A ce poste, qui lui permet de se familiariser avec les circuits diplomatiques, elle devient le visage des négociations commerciales de Londres d’après-Brexit. C’est un changement de bord pour celle qui avait défendu le maintien dans l’UE lors du référendum de 2016 - avant de changer d’avis, disant voir des opportunités économiques dans le Brexit.

Elle s’attelle à nouer de nouvelles alliances de libre-échange et conclut des accords avec le Japon, l’Australie ou encore la Norvège. Pour certains de ses détracteurs, ces accords ne font que réintroduire des avantages perdus avec la sortie du Royaume-Uni de l’UE. Et Liz Truss, qui aime les burgers, sera partie sans conclure le grand accord commercial avec les Etats-Unis, espéré par Londres pour asseoir sa stratégie de “Global Britain”.

“Liz n’a pas peur de dire ce qu’elle pense, et croit que délivrer les gens d’une paperasserie pesante pour lancer et faire croître des entreprises est la clé de notre avenir économique”, est-il écrit sur sa page Internet.

Après une dizaine d’années dans le privé (comme directrice commerciale notamment), elle est d’abord conseillère locale dans le sud-est de Londres puis devient députée en 2010, pour la circonscription de South West Norfolk (est de l’Angleterre).

En 2012, elle entre au gouvernement et enchaîne depuis les portefeuilles, d’abord secrétaire d’Etat à l’Education, puis ministre de l’Environnement de 2014 à 2016 - elle est alors moquée pour un discours où elle s’indigne que le Royaume-Uni importe la plupart des pommes et fromages consommés. Elle devient aussi la première femme ministre de la Justice, puis secrétaire en chef du Trésor. *

Les conservateurs, ça ne va pas de soi pour Liz Truss, qui a grandi dans un milieu très à gauche. A la prestigieuse Université d’Oxford, dont elle est diplômée en politique et économie, elle préside le groupe des europhiles libéraux-démocrates, un temps partisans d’un second référendum sur le Brexit.

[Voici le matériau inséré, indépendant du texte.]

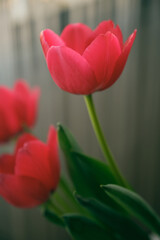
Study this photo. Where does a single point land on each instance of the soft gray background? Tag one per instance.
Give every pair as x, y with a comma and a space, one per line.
128, 111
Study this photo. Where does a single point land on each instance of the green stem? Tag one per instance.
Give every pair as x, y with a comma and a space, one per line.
104, 147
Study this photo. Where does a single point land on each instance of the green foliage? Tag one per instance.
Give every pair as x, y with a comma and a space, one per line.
135, 205
87, 174
83, 228
114, 221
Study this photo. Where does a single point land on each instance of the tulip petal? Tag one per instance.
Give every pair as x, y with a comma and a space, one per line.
119, 66
49, 38
117, 31
53, 154
32, 160
102, 55
75, 36
102, 28
9, 123
32, 106
70, 70
25, 138
22, 191
7, 163
26, 101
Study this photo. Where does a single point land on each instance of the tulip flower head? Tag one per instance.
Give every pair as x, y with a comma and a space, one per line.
29, 175
18, 108
82, 60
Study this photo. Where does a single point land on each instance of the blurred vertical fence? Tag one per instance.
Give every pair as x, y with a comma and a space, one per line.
129, 111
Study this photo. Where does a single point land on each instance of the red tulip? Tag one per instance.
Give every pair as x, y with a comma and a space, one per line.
18, 108
29, 175
83, 61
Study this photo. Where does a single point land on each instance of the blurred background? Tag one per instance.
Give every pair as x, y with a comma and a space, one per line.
128, 111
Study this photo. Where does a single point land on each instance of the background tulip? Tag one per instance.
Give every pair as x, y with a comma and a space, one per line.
82, 60
18, 109
29, 175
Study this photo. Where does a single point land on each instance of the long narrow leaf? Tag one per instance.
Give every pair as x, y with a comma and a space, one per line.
82, 228
118, 223
86, 173
135, 205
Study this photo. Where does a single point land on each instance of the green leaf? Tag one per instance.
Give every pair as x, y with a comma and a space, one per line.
53, 217
111, 219
87, 174
135, 205
49, 211
82, 228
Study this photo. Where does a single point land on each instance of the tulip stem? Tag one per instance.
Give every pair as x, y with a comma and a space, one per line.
102, 142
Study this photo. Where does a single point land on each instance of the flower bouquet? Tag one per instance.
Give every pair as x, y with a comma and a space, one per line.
93, 201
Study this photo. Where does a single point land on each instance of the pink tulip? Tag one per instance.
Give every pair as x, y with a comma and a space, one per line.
82, 60
18, 109
28, 176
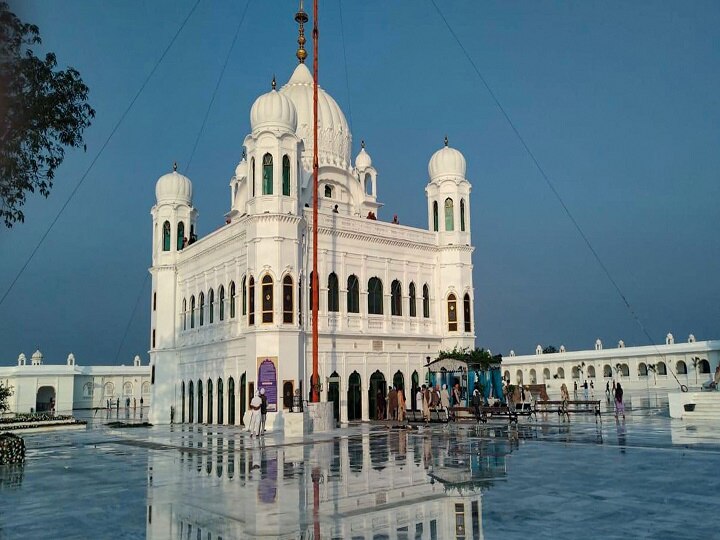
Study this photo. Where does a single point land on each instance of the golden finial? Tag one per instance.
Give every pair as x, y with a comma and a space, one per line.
301, 18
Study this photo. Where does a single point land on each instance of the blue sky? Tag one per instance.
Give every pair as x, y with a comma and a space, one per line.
618, 101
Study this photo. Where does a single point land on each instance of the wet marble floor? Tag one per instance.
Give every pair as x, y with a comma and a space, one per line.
646, 477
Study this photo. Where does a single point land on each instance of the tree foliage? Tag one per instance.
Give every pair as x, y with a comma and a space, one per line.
5, 393
473, 357
42, 111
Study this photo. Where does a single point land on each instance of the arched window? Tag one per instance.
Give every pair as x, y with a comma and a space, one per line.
375, 296
210, 401
166, 236
286, 176
426, 301
252, 169
244, 296
191, 404
413, 303
251, 301
267, 300
287, 300
211, 306
182, 401
310, 292
200, 396
181, 235
466, 313
333, 293
449, 215
452, 313
267, 174
353, 296
221, 301
220, 402
396, 298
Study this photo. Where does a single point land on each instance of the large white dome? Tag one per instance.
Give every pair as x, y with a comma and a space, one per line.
273, 111
446, 162
333, 132
174, 187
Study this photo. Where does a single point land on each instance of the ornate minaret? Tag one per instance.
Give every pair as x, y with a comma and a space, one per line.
448, 194
174, 228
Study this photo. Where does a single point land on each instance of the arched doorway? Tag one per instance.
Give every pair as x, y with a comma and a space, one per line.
376, 395
415, 378
191, 402
231, 401
45, 399
354, 397
220, 401
334, 394
399, 380
182, 395
210, 403
243, 400
288, 391
200, 396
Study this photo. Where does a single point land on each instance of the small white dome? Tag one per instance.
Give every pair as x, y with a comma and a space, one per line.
241, 169
446, 162
173, 187
363, 159
273, 111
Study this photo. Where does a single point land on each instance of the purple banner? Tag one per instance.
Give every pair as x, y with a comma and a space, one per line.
267, 379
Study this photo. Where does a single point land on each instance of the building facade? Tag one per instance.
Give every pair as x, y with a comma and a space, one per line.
663, 366
39, 387
231, 311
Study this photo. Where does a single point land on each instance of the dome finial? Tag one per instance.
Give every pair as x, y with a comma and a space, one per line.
301, 18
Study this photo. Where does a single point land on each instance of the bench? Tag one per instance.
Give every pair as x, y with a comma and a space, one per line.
571, 406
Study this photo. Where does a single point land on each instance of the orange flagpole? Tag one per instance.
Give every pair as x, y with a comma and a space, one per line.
315, 281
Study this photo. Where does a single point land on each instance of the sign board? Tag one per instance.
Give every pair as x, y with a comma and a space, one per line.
267, 379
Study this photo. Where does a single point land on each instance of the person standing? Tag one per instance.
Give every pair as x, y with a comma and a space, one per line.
619, 405
393, 403
426, 404
445, 400
401, 405
263, 410
254, 426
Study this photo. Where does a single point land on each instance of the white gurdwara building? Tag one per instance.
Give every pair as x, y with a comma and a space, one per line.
231, 310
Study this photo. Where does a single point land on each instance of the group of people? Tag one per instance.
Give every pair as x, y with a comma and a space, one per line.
390, 406
258, 414
438, 399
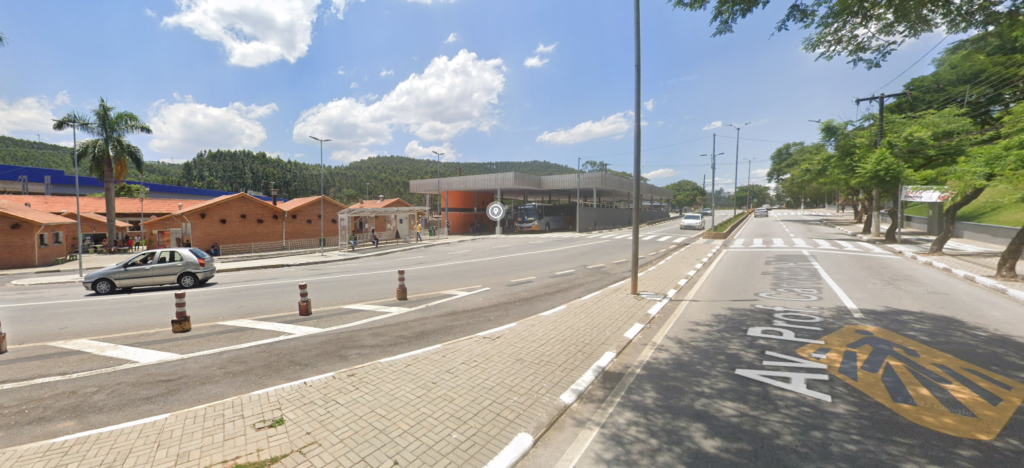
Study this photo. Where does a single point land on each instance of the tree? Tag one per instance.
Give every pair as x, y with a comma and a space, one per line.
866, 33
108, 157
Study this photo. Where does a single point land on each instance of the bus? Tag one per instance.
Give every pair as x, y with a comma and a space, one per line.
541, 217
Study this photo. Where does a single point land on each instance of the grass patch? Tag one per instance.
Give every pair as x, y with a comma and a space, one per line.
999, 206
722, 226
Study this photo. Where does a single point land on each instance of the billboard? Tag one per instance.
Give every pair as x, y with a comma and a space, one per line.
927, 194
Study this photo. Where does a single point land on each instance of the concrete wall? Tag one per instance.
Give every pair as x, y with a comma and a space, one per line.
609, 218
989, 234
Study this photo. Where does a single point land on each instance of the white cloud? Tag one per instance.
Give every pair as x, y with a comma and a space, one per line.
535, 61
414, 150
615, 125
254, 33
187, 127
541, 48
348, 156
662, 173
30, 115
449, 97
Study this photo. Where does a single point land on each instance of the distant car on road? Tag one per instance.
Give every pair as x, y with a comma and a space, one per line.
186, 267
691, 221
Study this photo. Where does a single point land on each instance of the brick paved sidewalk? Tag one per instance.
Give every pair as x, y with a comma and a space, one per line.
480, 400
977, 266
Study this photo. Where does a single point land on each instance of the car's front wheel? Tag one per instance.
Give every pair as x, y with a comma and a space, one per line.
103, 287
187, 281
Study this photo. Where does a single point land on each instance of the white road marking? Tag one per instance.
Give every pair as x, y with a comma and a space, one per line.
273, 327
297, 382
499, 329
115, 350
560, 307
378, 308
822, 244
588, 378
839, 291
410, 353
513, 452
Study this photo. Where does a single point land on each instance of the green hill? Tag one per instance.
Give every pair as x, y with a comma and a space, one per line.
242, 170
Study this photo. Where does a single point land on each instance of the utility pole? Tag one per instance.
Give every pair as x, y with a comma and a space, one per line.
322, 241
635, 260
735, 176
876, 216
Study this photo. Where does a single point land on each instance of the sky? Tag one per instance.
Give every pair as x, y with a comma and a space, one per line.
477, 80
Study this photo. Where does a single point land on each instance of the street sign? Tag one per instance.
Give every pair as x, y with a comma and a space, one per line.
496, 211
927, 194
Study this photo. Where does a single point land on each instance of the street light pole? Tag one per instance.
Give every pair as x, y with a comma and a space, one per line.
321, 242
735, 177
439, 155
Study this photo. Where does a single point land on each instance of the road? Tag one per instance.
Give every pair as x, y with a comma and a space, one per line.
791, 351
79, 362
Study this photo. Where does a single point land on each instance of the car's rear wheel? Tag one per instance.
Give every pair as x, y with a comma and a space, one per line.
103, 287
187, 281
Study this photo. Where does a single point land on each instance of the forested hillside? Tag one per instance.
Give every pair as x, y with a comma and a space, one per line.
246, 170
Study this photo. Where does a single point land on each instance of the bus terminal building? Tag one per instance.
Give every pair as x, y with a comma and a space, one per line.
604, 200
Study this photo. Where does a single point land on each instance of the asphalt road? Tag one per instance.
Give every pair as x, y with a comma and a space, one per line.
44, 394
918, 368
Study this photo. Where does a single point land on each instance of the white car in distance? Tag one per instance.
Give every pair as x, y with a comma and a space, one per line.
691, 221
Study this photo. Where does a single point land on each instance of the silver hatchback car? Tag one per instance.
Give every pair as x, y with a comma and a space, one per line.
186, 267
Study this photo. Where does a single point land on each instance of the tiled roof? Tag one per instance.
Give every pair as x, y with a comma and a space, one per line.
386, 203
25, 213
56, 204
97, 218
299, 203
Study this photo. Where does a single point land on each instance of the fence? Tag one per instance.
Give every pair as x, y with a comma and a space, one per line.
276, 246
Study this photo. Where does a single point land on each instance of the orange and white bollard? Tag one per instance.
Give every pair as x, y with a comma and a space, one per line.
3, 340
305, 305
181, 322
401, 294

De son propre aveu, elle provoque la stupeur de ses parents - un père professeur universitaire de mathématiques et une mère militant pour le désarmement nucléaire, qu’elle accompagne enfant à des manifestations - en se positionnant en fin de compte franchement à droite.

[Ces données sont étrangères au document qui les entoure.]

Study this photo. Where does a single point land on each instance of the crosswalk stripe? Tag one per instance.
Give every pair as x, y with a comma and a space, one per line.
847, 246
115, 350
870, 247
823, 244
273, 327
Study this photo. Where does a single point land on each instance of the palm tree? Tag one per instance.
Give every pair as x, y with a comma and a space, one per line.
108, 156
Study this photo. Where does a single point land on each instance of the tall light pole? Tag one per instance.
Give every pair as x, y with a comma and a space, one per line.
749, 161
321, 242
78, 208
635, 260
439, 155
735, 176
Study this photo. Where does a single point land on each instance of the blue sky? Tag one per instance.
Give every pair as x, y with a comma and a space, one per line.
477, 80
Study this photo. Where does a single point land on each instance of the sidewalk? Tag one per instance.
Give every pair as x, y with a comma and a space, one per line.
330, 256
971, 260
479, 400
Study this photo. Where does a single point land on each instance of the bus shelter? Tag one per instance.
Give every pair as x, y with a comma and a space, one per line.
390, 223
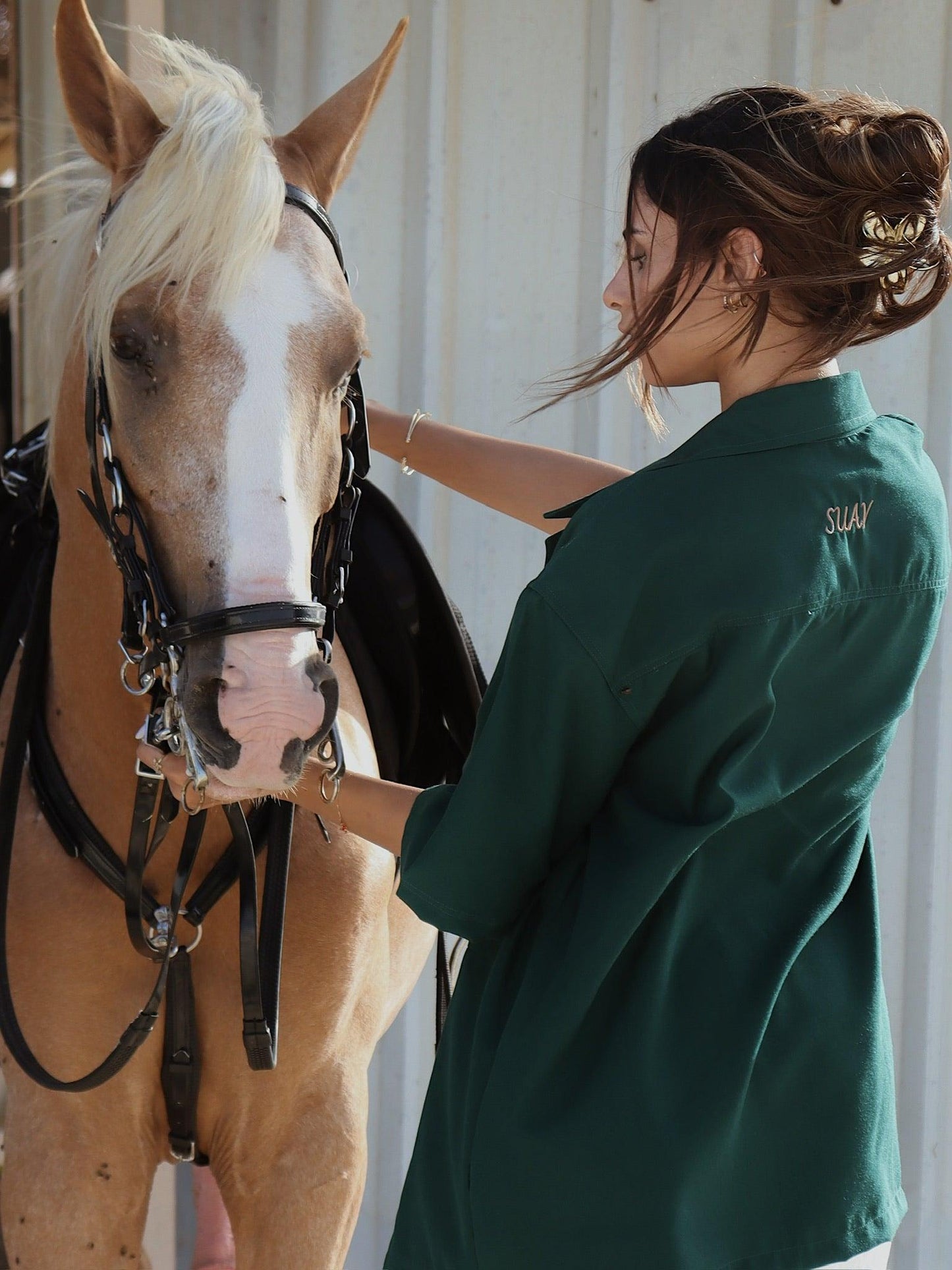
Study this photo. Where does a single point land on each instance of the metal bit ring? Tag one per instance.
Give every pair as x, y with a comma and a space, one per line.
183, 797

Les tories, dont elle devient rapidement une étoile montante, conviennent mieux à cette partisane de la faible taxation. “Ma philosophie personnelle”, confie-t-elle un jour au quotidien The Guardian, “c’est de donner aux gens l’opportunité de prendre leurs propres décisions”. Née le 26 juillet 1975, mariée et mère de deux filles, elle a conservé son poste de secrétaire d’Etat aux Femmes et à l’Egalité lors du remaniement.